A candy cane goes to St. Petersburg council member Karl Nurse for his collaboration with other elected officials and community leaders to put a plan in action for the city to consider implementing a special taxing district in Midtown.
The program was created by the state Legislature to help economically depressed neighborhoods. In the past that designation has benefited the Mahaffey, BayWalk, the Salvador Dalí Museum and the Pier.
The Saturday Morning Market and LocalShops1 earn candy canes as they celebrated milestone anniversaries this year. The leaders of both outfits helped foster a stronger sense of community among local small businesses, regional growers and the residents and visitors who flock to weekly and scheduled gatherings to support the buy local phenomenon.

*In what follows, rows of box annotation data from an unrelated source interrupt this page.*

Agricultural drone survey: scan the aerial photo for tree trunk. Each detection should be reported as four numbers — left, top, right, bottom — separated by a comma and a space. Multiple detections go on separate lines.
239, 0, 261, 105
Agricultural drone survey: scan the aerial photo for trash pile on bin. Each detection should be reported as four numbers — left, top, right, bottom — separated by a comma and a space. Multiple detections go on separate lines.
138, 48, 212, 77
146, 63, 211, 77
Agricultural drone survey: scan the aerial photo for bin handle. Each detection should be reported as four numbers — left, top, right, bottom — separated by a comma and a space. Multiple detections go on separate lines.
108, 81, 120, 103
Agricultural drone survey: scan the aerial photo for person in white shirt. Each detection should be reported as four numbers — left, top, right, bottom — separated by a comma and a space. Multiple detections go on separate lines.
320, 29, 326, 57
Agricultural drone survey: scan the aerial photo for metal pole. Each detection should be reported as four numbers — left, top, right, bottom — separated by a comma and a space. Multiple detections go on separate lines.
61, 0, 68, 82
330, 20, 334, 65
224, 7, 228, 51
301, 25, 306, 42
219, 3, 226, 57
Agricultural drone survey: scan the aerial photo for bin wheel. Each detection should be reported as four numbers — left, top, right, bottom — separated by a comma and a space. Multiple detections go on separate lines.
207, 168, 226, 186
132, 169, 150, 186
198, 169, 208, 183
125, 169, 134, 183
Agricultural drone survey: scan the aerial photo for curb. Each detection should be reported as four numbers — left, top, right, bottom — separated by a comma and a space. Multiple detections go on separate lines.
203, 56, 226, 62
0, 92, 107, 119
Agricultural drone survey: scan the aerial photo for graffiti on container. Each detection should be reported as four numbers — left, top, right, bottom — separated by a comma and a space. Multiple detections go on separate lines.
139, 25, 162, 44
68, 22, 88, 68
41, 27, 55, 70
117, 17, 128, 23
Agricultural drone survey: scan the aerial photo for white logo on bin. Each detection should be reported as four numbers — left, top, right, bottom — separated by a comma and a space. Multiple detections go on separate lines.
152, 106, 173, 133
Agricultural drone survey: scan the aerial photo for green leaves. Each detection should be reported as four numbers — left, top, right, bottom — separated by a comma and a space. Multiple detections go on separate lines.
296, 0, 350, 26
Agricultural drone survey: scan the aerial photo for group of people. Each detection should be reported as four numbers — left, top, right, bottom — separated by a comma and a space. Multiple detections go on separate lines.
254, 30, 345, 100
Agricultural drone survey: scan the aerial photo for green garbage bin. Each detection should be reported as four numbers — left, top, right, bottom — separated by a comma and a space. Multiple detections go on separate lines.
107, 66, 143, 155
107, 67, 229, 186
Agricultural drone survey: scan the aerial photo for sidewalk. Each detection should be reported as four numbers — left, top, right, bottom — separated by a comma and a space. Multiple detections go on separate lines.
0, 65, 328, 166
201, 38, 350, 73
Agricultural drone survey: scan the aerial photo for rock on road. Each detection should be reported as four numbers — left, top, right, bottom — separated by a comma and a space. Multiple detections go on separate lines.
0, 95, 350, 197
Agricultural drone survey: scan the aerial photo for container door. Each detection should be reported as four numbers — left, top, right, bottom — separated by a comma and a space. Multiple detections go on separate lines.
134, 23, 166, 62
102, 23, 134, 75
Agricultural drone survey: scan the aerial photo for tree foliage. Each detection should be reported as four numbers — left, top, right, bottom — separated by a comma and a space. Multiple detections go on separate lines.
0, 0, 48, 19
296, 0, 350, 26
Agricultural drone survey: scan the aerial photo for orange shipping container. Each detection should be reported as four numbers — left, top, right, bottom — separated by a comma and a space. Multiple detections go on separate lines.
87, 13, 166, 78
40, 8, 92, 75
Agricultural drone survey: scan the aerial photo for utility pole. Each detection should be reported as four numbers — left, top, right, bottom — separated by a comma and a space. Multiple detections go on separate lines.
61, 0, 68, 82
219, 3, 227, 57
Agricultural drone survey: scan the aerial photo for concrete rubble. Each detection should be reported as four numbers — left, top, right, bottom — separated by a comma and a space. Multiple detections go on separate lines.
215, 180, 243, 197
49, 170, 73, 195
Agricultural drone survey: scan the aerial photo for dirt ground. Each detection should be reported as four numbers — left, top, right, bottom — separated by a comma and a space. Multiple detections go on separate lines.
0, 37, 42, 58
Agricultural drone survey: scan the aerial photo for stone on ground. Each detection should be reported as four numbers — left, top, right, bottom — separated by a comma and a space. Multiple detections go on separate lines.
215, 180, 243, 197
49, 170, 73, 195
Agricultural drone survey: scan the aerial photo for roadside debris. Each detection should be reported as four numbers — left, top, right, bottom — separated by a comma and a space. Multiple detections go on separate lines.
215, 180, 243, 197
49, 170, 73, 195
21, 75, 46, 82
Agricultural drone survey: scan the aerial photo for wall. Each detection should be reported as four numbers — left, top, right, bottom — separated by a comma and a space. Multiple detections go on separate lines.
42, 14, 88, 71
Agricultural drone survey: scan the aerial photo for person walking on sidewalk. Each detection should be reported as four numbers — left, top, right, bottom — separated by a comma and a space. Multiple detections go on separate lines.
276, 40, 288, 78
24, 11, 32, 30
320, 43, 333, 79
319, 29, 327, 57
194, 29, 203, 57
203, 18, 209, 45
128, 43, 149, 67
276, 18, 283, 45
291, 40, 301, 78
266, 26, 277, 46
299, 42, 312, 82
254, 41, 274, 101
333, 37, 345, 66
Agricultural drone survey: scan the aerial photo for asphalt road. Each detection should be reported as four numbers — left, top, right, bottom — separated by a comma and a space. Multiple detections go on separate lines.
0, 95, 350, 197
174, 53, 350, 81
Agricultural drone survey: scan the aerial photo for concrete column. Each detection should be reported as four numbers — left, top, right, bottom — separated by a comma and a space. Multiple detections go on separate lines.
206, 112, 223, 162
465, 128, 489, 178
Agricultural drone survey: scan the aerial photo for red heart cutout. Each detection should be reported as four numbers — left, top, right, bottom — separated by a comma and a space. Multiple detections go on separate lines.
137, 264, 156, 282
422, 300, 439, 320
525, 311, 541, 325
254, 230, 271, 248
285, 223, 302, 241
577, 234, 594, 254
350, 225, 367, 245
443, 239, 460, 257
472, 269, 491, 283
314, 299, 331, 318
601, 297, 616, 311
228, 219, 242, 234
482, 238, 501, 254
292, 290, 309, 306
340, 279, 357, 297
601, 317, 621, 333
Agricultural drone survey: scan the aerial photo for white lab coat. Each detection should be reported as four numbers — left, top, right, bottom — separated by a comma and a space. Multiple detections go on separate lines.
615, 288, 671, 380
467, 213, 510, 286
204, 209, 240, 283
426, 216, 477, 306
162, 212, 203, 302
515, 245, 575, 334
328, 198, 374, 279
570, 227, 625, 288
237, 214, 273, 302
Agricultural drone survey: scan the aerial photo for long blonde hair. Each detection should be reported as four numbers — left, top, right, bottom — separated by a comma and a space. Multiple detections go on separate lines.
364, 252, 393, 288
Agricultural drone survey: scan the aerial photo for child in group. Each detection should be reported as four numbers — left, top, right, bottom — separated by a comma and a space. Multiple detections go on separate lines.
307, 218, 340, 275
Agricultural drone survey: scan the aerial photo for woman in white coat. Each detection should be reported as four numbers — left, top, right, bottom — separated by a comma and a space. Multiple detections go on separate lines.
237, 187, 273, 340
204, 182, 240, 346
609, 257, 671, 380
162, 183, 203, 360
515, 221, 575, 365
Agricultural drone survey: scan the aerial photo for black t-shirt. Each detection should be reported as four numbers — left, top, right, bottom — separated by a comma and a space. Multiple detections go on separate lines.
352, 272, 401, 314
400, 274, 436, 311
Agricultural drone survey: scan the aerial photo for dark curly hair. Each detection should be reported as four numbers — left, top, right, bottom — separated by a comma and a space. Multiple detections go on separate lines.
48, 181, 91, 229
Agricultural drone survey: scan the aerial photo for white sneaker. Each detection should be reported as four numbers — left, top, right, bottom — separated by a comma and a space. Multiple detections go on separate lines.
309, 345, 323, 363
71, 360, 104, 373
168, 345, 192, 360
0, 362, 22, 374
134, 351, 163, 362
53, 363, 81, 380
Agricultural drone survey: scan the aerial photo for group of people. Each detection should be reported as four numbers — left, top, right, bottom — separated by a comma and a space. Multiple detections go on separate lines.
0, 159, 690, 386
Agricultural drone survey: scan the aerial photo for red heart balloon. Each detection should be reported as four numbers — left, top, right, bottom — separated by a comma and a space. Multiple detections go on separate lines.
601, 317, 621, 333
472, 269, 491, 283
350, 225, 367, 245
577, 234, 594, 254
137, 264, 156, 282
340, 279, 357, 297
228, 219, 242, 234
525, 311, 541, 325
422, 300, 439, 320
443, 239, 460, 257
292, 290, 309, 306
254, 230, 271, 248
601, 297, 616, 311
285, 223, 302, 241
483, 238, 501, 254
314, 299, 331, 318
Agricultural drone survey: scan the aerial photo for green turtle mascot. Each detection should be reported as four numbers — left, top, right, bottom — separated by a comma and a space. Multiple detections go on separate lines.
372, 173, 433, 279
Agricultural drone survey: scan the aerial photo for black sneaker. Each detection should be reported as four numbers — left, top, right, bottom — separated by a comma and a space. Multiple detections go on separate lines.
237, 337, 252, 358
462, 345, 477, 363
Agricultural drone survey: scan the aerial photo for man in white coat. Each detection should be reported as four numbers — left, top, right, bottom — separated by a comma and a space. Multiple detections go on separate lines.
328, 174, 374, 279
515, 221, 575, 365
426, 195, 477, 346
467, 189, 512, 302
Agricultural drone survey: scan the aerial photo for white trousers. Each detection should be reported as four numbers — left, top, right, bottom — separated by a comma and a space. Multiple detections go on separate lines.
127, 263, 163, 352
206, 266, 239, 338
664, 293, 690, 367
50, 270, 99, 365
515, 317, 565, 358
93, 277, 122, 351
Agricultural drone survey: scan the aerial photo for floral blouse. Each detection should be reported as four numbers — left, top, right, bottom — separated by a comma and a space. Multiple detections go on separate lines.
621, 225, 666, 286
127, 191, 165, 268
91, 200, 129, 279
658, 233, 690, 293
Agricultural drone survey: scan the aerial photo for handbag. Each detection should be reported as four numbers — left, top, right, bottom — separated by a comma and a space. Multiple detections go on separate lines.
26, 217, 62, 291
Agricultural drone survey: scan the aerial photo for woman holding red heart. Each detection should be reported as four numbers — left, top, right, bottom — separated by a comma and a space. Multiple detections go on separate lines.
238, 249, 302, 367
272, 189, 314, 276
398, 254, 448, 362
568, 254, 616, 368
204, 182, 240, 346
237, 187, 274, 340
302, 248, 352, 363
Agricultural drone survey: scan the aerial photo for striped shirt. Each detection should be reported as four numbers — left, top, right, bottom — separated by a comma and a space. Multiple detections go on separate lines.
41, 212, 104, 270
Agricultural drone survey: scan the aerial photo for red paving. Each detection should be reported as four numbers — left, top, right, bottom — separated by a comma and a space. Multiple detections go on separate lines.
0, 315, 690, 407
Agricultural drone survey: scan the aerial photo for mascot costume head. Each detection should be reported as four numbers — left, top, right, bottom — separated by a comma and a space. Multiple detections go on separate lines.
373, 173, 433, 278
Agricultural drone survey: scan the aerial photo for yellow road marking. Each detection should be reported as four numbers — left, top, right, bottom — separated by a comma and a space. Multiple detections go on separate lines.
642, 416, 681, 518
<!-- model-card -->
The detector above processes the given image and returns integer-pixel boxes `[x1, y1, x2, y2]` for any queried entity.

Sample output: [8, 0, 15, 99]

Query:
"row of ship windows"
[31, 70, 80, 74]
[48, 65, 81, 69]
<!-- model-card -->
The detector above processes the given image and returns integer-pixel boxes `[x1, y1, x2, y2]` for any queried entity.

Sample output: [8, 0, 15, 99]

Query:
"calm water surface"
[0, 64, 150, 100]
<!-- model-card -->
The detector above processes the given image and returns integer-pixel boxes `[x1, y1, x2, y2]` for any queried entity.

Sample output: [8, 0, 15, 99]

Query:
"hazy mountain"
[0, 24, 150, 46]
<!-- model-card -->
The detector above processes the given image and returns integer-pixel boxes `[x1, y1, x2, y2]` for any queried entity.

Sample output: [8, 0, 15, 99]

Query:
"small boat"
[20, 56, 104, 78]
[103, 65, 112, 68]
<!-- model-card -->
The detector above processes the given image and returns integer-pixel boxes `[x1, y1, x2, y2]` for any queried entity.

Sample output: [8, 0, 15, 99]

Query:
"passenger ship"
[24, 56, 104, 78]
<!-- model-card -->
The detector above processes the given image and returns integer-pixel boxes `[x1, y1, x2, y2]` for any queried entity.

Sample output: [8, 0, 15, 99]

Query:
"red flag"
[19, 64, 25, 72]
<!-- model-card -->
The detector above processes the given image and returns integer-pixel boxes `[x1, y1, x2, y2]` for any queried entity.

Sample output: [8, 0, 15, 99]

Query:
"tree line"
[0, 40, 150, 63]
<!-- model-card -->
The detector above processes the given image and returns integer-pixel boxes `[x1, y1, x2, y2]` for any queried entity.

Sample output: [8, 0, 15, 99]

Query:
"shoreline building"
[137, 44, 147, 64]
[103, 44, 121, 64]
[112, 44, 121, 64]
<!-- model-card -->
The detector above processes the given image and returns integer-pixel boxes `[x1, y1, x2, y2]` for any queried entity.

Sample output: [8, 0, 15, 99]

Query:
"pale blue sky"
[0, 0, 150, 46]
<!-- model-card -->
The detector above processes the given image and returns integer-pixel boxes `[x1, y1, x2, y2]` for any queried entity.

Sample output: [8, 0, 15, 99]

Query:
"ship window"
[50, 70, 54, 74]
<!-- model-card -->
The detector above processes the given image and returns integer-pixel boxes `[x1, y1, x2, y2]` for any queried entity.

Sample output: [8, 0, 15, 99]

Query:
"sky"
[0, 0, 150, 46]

There are countless efforts in south Pinellas worthy of candy canes, but allow me to switch gears to point out a few worthy recipients for lumps of coal.
As if they're stuck in a bad cycle of Groundhog Day, there are a couple of issues that city officials seem to stumble over, time after time.
The two that stand out most are the Rays stadium and the Pier.
The Pier, despite plans to close the facility in May, could wind up in litigation for months as groups rally to either save the crumbling structure or abandon plans for the new Lens project. The bickering in City Hall on the stadium issue is embarrassing and shows poor leadership. At times, it is hard to tell if some elected officials are really passionate about keeping the Rays in town or merely trying to score points for political aspirations. Either way, residents lose. Lumps of coal all around.
Thankfully, the County Commission will continue the Rays' stadium discussion early next year since talks with St. Petersburg appears to have stalled.
A lump of coal also goes to the St. Petersburg Police Department's tone-deaf approach to its chase policy. Back in January, a chase resulted in a four-car crash with multiple injuries (of innocent residents) after the police were in hot pursuit of an unarmed purse snatcher — during rush hour.
Fast-forward to September and complaints were still coming in as innocent residents were sustaining injuries because of this policy. Here's hoping 2013 brings a more thoughtful review of the policy. Until then, a lump of coal will have to suffice.
Another lump goes to the city's handling of the red-light camera report. The cameras became a big issue throughout south Pinellas as several municipalities adopted the devices as a safety measure. But leave it to St. Petersburg officials to get tripped up on the details. A recent report conveniently omitted data on crashes. Turns out crashes increased at intersections with cameras. And after a three-hour debate at a recent City Council meeting proved futile, more cameras will be added.
It's no wonder the taxpayers have trust issues with city leaders.